ビー・ガン:そうですね、今名前を挙げて頂いた先輩方というのは本当に数々の名作を残している素晴らしい監督たちですから、私も彼らから多くのことを吸収し、自分の作品を世に生み出していきたいと思っています。ただひとつ言えるのは、それぞれの先輩が生きた世代や時代背景が違うということです。彼らがその時代に適した製作方法、それは機材を含めの話ですけれども、そういったことを僕が技術的なことで何かを継承しているというよりは、彼らの作品に対する態度であったり、精神性において、僕は彼らから何らかの恩恵を受け継いでいるということです。

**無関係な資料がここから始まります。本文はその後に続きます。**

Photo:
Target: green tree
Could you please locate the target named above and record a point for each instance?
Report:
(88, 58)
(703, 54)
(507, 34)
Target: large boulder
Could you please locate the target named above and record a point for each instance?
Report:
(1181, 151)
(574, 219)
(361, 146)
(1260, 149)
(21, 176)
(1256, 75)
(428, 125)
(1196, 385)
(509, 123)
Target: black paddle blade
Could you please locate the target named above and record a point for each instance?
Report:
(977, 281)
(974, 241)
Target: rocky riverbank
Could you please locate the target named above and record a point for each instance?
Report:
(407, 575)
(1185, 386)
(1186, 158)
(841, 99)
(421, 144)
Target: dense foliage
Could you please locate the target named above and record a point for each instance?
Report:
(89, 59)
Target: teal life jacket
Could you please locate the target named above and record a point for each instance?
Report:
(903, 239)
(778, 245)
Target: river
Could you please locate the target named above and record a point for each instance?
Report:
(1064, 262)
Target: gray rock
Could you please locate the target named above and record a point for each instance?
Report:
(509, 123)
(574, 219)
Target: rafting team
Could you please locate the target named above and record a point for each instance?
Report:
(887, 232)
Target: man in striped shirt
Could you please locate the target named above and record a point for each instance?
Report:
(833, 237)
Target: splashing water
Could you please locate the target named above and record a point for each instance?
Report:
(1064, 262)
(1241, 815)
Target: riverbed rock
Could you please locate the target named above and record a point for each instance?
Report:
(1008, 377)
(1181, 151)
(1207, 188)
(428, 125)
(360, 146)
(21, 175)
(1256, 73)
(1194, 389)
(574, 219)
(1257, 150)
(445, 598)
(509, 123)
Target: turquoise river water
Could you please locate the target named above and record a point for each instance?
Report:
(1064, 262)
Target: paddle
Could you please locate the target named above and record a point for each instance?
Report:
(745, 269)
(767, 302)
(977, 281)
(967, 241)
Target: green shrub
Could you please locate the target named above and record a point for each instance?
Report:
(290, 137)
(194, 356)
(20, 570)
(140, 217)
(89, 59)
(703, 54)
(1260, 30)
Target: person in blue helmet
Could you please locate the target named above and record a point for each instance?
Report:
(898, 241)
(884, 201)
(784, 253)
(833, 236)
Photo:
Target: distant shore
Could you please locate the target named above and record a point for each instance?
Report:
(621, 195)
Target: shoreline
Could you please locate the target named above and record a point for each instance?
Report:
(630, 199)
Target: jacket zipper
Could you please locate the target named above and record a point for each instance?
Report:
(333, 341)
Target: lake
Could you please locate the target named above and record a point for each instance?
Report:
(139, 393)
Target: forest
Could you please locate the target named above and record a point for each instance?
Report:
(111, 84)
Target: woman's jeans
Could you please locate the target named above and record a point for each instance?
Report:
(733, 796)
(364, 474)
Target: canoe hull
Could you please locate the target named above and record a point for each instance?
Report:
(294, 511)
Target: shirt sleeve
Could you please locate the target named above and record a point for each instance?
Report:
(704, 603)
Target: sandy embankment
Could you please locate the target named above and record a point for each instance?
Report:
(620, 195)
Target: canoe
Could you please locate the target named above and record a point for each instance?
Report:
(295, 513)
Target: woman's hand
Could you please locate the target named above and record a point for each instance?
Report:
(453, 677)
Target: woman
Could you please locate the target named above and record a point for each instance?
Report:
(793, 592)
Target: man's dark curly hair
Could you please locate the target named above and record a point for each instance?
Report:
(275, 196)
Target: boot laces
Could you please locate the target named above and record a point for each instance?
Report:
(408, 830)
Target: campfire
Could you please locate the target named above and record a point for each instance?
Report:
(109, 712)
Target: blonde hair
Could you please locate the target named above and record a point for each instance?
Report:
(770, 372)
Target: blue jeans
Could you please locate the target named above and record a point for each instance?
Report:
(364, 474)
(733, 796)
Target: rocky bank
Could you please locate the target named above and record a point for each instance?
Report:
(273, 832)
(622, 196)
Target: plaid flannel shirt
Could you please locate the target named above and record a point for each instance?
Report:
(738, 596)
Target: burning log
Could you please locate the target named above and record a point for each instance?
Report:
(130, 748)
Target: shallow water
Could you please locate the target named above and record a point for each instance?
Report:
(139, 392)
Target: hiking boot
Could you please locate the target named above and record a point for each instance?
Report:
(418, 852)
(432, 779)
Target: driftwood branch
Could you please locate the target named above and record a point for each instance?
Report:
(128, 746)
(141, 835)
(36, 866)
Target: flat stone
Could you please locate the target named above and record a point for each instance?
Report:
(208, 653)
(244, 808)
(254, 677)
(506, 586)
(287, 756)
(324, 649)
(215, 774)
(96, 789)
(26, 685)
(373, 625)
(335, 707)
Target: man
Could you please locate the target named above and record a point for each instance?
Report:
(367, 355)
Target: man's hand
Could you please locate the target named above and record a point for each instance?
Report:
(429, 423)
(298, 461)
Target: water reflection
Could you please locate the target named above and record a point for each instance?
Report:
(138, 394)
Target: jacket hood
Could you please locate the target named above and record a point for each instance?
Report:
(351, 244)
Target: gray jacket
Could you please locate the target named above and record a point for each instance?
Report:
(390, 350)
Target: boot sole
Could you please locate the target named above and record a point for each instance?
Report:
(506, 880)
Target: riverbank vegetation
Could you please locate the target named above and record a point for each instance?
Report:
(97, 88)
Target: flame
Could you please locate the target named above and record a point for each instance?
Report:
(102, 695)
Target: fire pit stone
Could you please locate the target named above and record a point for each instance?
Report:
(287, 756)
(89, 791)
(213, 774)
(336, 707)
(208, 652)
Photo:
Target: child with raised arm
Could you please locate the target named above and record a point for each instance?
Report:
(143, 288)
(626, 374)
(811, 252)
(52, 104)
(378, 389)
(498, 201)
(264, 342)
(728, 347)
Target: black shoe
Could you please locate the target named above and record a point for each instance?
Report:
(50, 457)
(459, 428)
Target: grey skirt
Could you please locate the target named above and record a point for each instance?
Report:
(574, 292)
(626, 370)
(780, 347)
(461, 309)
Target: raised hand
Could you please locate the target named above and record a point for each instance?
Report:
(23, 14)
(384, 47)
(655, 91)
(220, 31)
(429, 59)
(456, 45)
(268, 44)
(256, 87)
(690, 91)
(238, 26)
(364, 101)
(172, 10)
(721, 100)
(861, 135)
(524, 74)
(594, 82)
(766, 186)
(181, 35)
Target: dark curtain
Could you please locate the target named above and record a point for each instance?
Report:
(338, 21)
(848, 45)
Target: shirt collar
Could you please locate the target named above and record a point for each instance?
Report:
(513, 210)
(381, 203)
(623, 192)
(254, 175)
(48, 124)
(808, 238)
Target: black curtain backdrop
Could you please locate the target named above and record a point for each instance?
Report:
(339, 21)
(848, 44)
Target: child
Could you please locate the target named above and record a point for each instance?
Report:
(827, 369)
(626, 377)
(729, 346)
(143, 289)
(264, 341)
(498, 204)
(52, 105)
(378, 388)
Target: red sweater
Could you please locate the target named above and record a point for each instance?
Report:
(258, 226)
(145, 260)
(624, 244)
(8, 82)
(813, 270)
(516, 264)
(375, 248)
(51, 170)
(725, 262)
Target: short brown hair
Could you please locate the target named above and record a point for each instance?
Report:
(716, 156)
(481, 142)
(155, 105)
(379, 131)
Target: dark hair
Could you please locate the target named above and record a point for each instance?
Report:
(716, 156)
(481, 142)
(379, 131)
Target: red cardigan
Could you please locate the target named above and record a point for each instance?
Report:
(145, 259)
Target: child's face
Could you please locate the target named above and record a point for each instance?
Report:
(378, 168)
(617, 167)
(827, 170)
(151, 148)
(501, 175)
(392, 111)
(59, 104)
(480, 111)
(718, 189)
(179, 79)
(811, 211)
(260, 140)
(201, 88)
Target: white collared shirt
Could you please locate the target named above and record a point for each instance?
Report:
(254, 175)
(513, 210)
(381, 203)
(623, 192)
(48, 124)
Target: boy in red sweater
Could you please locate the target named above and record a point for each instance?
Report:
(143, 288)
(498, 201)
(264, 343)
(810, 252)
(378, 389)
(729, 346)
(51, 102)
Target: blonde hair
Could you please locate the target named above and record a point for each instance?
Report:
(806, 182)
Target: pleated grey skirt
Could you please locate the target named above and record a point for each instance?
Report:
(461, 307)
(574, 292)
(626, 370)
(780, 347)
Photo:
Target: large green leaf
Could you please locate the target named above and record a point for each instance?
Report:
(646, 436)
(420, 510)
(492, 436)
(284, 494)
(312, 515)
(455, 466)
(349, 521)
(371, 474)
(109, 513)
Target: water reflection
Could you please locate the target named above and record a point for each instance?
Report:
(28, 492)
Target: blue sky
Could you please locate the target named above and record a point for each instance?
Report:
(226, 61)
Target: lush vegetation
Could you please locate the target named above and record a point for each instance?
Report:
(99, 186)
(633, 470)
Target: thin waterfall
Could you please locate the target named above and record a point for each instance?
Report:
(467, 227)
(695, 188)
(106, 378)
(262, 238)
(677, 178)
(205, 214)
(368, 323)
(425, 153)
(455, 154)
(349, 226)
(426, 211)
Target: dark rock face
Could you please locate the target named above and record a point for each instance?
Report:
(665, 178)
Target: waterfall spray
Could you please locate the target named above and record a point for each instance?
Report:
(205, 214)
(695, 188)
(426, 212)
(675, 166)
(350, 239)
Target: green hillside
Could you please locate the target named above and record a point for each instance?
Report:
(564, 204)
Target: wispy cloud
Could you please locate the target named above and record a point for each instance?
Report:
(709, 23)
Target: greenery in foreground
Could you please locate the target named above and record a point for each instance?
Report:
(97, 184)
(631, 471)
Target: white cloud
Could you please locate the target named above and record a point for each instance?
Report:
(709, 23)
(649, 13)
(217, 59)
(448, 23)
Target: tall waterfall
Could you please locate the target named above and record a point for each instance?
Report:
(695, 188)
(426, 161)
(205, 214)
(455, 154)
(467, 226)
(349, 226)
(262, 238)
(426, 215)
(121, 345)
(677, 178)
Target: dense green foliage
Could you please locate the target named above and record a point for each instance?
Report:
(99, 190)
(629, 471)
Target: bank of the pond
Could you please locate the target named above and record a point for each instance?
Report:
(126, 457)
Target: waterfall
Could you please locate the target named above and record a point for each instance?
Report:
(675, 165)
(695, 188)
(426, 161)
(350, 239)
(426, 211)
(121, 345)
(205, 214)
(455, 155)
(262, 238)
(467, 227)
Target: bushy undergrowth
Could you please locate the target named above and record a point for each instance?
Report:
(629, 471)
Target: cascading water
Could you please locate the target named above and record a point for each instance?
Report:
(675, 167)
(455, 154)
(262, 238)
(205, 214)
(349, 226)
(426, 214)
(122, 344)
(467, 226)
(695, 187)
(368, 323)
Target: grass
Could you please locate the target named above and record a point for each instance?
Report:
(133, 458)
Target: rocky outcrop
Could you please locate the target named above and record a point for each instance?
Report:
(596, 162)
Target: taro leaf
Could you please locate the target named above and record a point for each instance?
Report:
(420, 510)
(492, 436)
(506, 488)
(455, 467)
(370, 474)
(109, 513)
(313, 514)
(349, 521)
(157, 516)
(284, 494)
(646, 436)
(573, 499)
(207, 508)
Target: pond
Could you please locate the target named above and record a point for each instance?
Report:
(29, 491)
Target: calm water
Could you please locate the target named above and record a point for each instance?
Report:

そしてゴダールについてですが、最近のゴダールの作品で印象に残っているのは、これはとある芸術祭の宣伝のために作ったドキュメンタリーのフィルム(2018年にチェコ共和国で開催された「Ji.hlava International Documentary Film Festival」のために作られたショートフィルム)だと思うのですが、具体的な内容はさておき、僕は映像の中にある、とあるシーンに感動をしました。スマホのアルバムの写真を見る時って、こういう風に指でスライドしていきますよね?そのスライドをする時に、その下に時間軸が映っていたんですね。とても流動的な映像であると同時に写真の美しさが際立つ映像なのですが、最初に思ったのは、ゴダールのような巨匠で大先輩にあたる世代の方が、こんなにまだフレッシュな思考、柔軟な感覚の持ち主で、こういった創作力を持ち得ているということに、僕は凄く感銘を受けました。また彼がその作品でそうした感覚を持ち得たのは、僕が見た限りでは、何か最新のものを見せつけるために作ったというよりは、本当にその作品の精神性に合うからこそ、スマホを使ったということが見てとれました。そして、今のゴダールほどの年齢に達した時に、僕自身が、まだ彼のような創作力を持ち続けた監督で居続けられるだろうかと思うと、この場で肩を並べて名前を挙げて頂くのは、本当に恐縮な感じがしてしまう程です。

OIT:今は新作の準備中なのですか?
ビー・ガン:今は丁度、脚本を書いているところです。まだ僕も周囲の皆も、暫く消化期間が必要です。

OIT:まだその先のスケジュールはまだ分からないという状態ですか?
ビー・ガン:早ければ、2021年には撮影に入りたいとは思っています。

OIT:次の作品も凄く楽しみにしています。